Nest needs to earn its equality

Nest needs to offer the same functionality as other providers if it wants equal treatment from advisers. And that means facilitating consultancy charging says Ian McKenna, director, F&TRC

Ian McKenna

Few in the industry will be surprised by advisers’ robust rejection of the recent suggestion by Nest that firms might carry out auto enrolment work for free, as a potential loss leader for other business. Over 50 people posted a response to the story on Corporate Adviser’s sister publication Money Marketing’s website. It is hard to find any comments that are supportive.
At one level one can sympathise with Nest. It has been set up, at least in part as a clearing house that has to deal with the auto-enrolment cases that established industry providers do not wish to take on as they are not economically viable. At the same time it is committed to doing so with a low cost charging model that allows very little margin for funding the type of support services that advisers and employers have come to expect when implementing workplace pensions.
In the last decade the quality of the technology support provided to establish and maintain group pensions has become one of if not the primary selection criteria. Without technology managing set up and on-going contribution process can be highly labour intensive and create significant costs for all concerned. Technology, implemented correctly can drastically reduce such costs for all parties.
It is entirely fair for Nest to ask advisers to treat them equally with other pension providers, but in doing so Nest should also be prepared to deliver an offering that can compare with the propositions and services being delivered by established corporate pension providers. It should also be prepared to put its offering forward for comparison with those other providers so the adviser community can clearly understand the merits of the Nest proposition in all areas including its advantages and disadvantages.
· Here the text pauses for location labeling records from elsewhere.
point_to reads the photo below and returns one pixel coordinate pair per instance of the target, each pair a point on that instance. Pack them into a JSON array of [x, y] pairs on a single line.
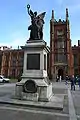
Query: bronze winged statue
[[36, 26]]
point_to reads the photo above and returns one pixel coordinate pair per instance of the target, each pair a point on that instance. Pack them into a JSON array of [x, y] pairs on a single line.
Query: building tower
[[61, 58]]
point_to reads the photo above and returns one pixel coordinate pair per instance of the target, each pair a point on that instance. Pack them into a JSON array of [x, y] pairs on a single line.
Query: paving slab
[[56, 102]]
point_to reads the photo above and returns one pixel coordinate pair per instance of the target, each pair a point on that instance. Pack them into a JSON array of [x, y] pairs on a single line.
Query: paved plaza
[[21, 110]]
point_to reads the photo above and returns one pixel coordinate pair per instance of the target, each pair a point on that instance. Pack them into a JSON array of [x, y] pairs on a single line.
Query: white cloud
[[14, 43]]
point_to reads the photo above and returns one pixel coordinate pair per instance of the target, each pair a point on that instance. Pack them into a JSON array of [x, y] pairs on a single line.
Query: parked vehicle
[[3, 79]]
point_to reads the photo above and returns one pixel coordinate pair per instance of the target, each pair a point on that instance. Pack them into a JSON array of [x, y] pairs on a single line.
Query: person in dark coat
[[79, 82], [72, 83]]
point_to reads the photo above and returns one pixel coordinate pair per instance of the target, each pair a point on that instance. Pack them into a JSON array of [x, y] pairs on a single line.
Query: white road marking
[[32, 111]]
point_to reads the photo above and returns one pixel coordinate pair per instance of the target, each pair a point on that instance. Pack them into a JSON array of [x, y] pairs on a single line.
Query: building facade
[[76, 55], [11, 62], [61, 56]]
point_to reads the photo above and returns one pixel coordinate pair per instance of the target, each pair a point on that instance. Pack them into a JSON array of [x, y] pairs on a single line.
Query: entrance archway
[[61, 73]]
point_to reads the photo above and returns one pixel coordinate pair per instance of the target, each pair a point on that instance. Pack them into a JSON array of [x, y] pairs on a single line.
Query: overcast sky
[[14, 19]]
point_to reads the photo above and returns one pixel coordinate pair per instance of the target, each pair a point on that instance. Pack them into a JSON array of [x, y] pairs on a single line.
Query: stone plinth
[[34, 73]]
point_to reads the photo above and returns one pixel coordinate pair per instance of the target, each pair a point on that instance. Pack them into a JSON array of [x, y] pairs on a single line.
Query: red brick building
[[63, 59], [11, 62], [76, 54], [61, 56]]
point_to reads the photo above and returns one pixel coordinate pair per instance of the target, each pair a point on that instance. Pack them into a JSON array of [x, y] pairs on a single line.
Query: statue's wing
[[31, 12], [42, 15]]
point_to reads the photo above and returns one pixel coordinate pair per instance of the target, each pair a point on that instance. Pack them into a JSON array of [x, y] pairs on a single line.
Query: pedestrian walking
[[73, 83], [79, 82]]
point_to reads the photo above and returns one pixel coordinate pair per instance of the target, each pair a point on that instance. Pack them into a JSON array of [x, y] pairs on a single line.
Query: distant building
[[76, 56], [63, 59], [11, 62], [61, 56]]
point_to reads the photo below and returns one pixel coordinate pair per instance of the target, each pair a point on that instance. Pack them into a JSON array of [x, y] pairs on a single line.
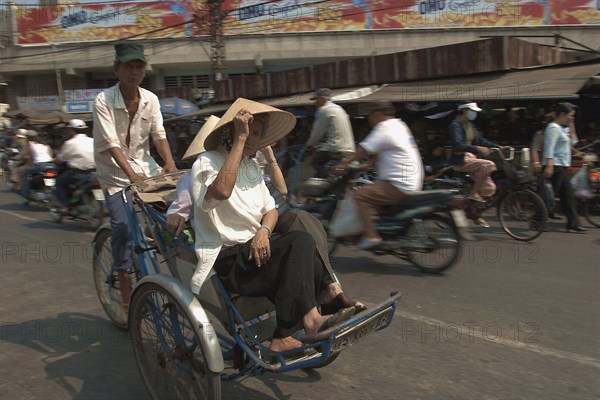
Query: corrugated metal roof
[[536, 83], [296, 100]]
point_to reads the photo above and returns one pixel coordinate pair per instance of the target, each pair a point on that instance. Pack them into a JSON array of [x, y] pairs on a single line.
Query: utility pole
[[216, 40]]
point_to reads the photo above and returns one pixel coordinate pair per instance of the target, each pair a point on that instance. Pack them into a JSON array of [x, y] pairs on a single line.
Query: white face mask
[[471, 115]]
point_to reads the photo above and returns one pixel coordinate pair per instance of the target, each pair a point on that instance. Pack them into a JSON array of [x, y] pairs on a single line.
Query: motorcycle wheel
[[55, 215], [434, 243]]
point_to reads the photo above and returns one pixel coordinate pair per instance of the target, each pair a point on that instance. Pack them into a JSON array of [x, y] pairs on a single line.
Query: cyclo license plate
[[364, 328], [98, 194]]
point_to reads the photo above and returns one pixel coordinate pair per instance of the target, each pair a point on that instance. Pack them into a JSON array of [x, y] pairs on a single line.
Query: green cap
[[125, 52]]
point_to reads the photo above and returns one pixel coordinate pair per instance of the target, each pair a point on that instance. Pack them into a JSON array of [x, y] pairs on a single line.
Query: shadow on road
[[91, 359], [391, 266]]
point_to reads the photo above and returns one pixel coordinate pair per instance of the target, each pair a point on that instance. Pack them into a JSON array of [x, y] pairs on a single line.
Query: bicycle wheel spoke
[[167, 348], [522, 215]]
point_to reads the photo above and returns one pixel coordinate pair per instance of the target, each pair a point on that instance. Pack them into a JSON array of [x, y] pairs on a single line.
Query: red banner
[[105, 22], [170, 19], [260, 17]]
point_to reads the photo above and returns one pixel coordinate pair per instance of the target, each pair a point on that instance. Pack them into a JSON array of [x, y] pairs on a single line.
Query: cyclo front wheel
[[167, 348], [522, 214], [434, 243], [591, 210]]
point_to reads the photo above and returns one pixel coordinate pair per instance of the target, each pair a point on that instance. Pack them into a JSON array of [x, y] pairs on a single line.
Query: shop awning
[[296, 100], [559, 82], [44, 117]]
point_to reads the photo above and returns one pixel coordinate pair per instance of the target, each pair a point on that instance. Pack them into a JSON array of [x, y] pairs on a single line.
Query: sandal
[[339, 302]]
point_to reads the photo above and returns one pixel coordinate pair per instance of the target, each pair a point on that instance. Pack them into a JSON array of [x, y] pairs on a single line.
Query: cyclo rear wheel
[[434, 243], [167, 348], [522, 214]]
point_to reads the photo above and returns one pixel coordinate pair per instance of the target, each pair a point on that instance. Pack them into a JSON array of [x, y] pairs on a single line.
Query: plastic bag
[[581, 184], [345, 220]]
I know advisers who have had clients suggest that even for an SME their auto enrolment obligations could force them to take on additional staff. Technology is crucial to avoiding such cost which might otherwise erode the actual benefits spend an employer might be able to make to staff. Equally it is universally accepted that member education is crucial helping individuals understand the need for saving. Measuring the support delivered in this area is also likely to be important criteria to be considered.
Nest has been in a situation that many established pension providers would envy, in that it is essentially a start-up proposition with no legacy business or systems to worry about. Against this background I see no reason why Nest cannot build an exceptional proposition to provide all the technology support advisers have come to expect from leading edge pension providers.
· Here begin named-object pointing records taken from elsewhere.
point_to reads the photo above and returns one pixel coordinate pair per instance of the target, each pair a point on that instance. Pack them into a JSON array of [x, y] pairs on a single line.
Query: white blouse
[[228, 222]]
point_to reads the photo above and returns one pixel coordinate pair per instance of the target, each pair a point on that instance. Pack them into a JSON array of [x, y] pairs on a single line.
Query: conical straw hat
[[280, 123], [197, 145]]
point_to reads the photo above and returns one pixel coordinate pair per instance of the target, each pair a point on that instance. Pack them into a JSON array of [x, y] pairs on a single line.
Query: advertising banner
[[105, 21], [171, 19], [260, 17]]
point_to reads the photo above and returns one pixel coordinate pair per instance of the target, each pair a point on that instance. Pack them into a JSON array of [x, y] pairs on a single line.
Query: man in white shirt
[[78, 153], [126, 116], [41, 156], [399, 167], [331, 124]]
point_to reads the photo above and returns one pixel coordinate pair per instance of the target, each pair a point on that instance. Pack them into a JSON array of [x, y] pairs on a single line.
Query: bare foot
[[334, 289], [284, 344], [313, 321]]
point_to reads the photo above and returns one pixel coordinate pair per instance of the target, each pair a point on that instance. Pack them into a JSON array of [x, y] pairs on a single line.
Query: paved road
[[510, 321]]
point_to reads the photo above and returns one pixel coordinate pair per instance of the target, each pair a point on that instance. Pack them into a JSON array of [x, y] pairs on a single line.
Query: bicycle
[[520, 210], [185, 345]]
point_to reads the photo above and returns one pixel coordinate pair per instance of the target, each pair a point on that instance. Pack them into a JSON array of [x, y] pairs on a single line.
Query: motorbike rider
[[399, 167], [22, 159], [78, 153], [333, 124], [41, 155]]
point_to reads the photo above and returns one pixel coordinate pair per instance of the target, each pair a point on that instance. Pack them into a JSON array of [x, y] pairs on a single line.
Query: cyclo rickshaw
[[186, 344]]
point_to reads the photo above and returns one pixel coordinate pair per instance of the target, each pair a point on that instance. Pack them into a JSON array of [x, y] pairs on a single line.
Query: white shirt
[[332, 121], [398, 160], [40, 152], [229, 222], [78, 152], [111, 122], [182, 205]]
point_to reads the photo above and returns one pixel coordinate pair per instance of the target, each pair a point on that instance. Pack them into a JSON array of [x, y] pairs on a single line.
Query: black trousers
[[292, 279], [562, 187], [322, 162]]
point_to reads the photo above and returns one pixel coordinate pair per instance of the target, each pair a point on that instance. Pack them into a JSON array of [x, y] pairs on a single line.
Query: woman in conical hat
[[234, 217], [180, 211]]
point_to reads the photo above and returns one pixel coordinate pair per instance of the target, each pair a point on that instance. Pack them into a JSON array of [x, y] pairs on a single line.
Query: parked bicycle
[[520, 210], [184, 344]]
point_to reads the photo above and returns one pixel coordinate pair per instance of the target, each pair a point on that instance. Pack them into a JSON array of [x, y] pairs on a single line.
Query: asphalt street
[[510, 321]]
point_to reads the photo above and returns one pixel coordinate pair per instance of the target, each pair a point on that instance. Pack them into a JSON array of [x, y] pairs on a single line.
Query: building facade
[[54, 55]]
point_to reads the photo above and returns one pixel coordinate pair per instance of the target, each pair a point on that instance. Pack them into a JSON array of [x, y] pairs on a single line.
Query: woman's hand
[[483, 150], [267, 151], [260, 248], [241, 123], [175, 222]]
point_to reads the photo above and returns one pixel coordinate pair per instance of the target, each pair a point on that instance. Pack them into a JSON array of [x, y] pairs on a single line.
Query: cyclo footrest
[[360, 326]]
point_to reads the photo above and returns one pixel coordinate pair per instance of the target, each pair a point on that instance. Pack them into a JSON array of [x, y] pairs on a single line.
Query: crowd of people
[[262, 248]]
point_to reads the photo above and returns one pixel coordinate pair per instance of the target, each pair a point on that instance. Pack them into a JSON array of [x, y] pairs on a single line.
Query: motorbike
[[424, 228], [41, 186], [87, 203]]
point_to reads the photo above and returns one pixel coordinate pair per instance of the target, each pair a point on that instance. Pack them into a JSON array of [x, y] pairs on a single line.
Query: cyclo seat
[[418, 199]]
But presently its inability to facilitate consultant and adviser charging does put Nest at a significant practical disadvantage. That said, the on-going review of how these charges are to be implemented may yet reduce the impact of this particular issue and at least to some extent level the playing field.
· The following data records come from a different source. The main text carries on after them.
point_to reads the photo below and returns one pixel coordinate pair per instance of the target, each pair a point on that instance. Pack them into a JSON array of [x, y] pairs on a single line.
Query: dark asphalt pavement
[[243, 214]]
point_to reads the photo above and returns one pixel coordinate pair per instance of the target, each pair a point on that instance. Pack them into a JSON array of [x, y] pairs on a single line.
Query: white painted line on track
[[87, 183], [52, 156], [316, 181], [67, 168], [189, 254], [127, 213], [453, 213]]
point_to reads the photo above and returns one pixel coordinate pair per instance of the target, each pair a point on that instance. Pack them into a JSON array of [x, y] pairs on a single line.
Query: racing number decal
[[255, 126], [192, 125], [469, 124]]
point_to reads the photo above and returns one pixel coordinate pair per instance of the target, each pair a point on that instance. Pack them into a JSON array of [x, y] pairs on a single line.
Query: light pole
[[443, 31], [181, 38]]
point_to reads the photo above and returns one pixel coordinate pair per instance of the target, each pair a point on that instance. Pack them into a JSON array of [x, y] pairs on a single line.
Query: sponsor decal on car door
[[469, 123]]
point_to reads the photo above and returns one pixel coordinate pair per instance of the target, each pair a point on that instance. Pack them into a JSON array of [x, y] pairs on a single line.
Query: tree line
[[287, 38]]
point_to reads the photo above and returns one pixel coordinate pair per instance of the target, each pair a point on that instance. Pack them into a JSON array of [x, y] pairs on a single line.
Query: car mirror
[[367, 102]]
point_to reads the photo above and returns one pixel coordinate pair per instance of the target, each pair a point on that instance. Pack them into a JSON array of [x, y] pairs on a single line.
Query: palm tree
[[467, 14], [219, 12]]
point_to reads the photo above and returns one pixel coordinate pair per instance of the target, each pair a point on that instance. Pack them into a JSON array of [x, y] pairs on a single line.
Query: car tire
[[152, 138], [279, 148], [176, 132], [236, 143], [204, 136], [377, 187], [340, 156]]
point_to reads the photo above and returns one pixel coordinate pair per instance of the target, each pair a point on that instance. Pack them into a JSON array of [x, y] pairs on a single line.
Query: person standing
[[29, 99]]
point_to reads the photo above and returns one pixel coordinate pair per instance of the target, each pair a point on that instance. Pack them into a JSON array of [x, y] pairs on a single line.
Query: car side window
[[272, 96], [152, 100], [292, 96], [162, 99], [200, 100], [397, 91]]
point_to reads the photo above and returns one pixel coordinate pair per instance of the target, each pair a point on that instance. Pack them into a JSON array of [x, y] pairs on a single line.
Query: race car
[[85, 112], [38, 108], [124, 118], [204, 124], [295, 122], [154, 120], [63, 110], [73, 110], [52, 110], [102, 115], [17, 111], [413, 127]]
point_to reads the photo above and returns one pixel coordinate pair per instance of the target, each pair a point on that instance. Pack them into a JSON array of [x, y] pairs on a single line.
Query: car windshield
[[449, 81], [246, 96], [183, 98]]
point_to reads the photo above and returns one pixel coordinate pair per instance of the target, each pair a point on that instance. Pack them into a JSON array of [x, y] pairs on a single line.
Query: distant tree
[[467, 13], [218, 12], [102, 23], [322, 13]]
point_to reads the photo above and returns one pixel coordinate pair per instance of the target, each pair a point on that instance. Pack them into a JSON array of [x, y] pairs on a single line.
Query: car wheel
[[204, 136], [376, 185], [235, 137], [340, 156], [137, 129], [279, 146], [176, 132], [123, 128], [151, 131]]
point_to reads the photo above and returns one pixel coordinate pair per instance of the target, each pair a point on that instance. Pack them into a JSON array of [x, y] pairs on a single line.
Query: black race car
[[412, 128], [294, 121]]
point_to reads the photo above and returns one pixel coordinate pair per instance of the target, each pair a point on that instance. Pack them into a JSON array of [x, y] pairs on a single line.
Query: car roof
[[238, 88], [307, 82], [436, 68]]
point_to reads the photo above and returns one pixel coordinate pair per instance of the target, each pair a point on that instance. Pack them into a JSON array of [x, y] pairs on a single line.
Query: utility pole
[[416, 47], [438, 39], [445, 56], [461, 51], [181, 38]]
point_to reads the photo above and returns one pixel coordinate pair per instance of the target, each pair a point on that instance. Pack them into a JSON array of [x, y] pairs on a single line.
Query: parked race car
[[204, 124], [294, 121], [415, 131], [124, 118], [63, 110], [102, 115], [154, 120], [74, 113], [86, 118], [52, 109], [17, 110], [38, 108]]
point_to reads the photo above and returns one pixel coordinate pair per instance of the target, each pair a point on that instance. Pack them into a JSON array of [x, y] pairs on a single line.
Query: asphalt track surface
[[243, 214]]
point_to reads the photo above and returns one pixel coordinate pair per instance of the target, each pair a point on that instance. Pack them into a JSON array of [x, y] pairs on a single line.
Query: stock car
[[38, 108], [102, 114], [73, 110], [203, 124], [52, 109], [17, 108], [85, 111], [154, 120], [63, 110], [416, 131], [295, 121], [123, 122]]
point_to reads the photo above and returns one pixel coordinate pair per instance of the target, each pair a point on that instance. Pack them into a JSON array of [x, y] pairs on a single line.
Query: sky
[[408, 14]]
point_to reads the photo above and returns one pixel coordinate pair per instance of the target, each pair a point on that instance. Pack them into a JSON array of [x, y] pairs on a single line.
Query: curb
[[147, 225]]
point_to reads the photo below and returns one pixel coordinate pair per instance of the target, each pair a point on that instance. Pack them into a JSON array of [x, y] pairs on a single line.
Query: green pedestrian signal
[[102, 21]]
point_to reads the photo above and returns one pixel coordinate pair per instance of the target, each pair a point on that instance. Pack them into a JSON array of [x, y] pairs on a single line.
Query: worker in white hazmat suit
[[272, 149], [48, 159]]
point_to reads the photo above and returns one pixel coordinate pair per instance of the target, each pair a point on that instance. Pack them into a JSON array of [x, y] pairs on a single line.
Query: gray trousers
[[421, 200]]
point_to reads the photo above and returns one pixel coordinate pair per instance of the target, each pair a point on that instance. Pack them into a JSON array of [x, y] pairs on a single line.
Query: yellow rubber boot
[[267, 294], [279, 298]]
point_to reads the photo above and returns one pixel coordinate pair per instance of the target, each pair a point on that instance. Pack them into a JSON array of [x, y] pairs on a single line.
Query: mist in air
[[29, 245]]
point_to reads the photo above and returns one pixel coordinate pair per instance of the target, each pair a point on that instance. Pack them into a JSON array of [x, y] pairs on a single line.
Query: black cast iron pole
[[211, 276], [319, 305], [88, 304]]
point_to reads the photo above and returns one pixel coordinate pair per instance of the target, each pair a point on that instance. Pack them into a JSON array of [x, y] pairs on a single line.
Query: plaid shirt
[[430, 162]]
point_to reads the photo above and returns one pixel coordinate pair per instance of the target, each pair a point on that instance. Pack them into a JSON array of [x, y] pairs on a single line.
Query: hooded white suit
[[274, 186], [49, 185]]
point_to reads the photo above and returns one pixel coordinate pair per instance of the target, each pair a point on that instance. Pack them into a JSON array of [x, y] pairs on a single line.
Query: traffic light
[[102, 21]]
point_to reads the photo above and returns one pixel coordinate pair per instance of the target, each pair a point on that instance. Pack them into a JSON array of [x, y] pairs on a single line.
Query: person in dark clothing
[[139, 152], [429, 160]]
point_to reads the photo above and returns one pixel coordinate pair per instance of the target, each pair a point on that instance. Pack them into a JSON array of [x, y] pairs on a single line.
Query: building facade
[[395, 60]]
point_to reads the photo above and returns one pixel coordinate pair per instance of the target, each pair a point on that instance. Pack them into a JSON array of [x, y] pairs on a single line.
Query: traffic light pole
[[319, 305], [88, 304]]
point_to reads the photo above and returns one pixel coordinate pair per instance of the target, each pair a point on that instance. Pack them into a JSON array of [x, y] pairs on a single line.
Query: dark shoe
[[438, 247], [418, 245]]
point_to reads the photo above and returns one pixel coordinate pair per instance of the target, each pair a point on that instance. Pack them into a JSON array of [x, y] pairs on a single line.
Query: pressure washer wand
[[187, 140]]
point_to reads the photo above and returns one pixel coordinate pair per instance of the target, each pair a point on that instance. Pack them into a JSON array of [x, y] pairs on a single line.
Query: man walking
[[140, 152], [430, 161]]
If Nest wants advisers to see it as a true partner then it need to start looking at how it can actually make itself an organisation it is easy for advisers and employers to do business with. Even if Nest succeeds in having the current restrictions on its operation removed, that is to say no contributions above and no transfers in or out, then the test for advisers will still be is its proposition competitive both in terms of the product and the operational offering.
If Nest can lay out a proposition that makes it easy to do business with, that recognises and respects the role of the adviser and provides them with the information and services that will enable them to compete on equal terms with commercial providers, there is every reason to believe significant elements of the adviser community will embrace its offering. If Nest’s operational proposition cannot compete with the service and functionality offered to employers by established industry players it is hard to see how advisers will be able to recommend it. To succeed in the adviser market Nest will need to be able to demonstrate that its proposition, when compared on a level playing field, stands out as the right option for advisers, employers and members alike.
At a time when advisers are having to reinvent their own businesses and commercial propositions in a post RDR world and the FSA is sending the clearest messages about prohibiting cross subsidies, building successful partnerships with advisers will be achieved by delivering the best propositions that can enable the adviser to deliver both low cost pensions and low cost adviser and consultancy charges.